In this kind of case, the only place for the second formant to go using the default settings is in the empty(ish) space between, roughly, 1000Hz and 3500Hz.
Figure 1 suggests that the front vowel have a bigger problem here than the others (their expected F2 values are higher, so they should be more likely to run in to this problem).
So we set the following range of upper frequency cut off values for the ‘front’, ‘back’ or ‘other’ vowels:
- ‘Front vowels’ (fleece, dress, nurse, goose, trap, kit): 6000-9000Hz.
- ‘Back vowels’ (lot, thought, foot): 5000-8000Hz.
- ‘Other vowels’ (strut, start, schwa): 5500-8500Hz
For comparison, recall that the original settings were 5500 to 7500Hz for all vowels.
We apply these settings to a random sample of vowel tokens and then determine whether or not there is any evidence that the range needs to be changed and whether the addition of hard limits on formant ranges would enable FastTrack to select a better analysis.
The code block below (folded by default) generates the samples (n=25 for each vowel) and extracts the relevant audio from LaBB-CAT. Again, it requires access to the LaBB-CAT instance.
To view code click here
vowel_types <- vowels$vowel %>% unique()
# This dataframe will contain the samples from each vowel
samples <- tibble(
vowel = vowel_types
)
# Create a function to apply to each vowel type to generate a sample of 25.

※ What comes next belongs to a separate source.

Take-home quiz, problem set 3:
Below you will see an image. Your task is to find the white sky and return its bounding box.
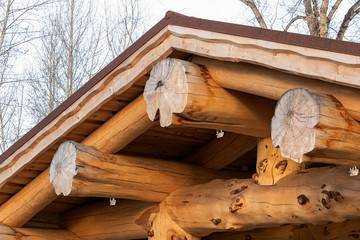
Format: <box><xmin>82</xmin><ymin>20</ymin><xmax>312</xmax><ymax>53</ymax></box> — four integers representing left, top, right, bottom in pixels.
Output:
<box><xmin>143</xmin><ymin>0</ymin><xmax>250</xmax><ymax>25</ymax></box>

create_sample <- function(vowel_type) {
# Create directory to hold the sample.
dir.create(here('praat', vowel_type), recursive = TRUE)
# Create sample.
sample_vowels <- vowels %>%
filter(
vowel == vowel_type
) %>%
slice_sample(n=25)
# Get sound files from LaBB-CAT
sample_files <- getSoundFragments(
labbcat.url,
ids = sample_vowels$transcript,
start.offsets = sample_vowels$start - 0.025,
end.offsets = sample_vowels$end - 0.025,
path = here("praat", vowel_type, "sounds")
)
# Get filename.
sample_vowels <- sample_vowels %>%
mutate(
file = str_extract(sample_files, "[A-Za-z0-9_\\.\\-]*$")
)
# Processing with FastTrack requires file information. This is
# created here using the `fasttrackr` package's `makefileinformation`
# function.
sample_info <- makefileinformation(here('praat', vowel_type))

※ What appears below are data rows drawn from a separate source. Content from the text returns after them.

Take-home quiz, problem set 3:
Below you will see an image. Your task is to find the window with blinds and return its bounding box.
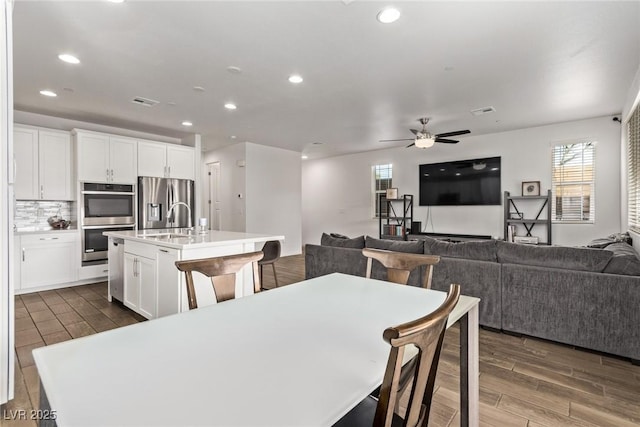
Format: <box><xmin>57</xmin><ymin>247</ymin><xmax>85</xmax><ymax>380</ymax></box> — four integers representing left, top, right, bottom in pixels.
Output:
<box><xmin>371</xmin><ymin>164</ymin><xmax>393</xmax><ymax>218</ymax></box>
<box><xmin>551</xmin><ymin>141</ymin><xmax>596</xmax><ymax>223</ymax></box>
<box><xmin>627</xmin><ymin>104</ymin><xmax>640</xmax><ymax>232</ymax></box>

sample_info <- sample_info %>%
left_join(
sample_vowels %>%
select(file, vowel)
) %>%
select(
-label
) %>%
rename(
label = vowel
) %>%
relocate(number, file, label)
# Write the file information to the relevant folder.
write_csv(sample_info, here('praat', vowel_type, 'file_information.csv'))
# Return the sample.
sample_vowels
}
# Apply function to all vowel types.
samples <- samples %>%
mutate(
sample = map(vowel, create_sample)
)
# We save information about the samples.
write_rds(samples, here('data', 'samples.rds'))In order to process these audio files, we used FastTrack with Praat version 6.1.09. FastTrack does not have version numbers, but was downloaded on the 9th of March, 2023. The version of FastTrack available on that date can be found here. We used the ‘Track folder…’ option visible when Praat is opened.
We used 5 coefficient for prediction, 24 candidate analyses within the limits set, a time step of 0.002 seconds, the Burg tracking method, the dct basis function and mae errors. We enabled the F1 < 1200Hz, F4 > 2900Hz, and F3 and F4 proximity heuristics and turned off the rhotic heuristic.
If you are repeating these steps, make sure to tick the ‘Make images comparing analyses’ box. If you do not, you will be unable to determine whether hard frequency limits might improve your results.
4.2.1.1 Vowel-by-vowel
Working through these samples was a long process. The process, for each vowel, is summarised in the tabs which appear a after a few paragraphs below.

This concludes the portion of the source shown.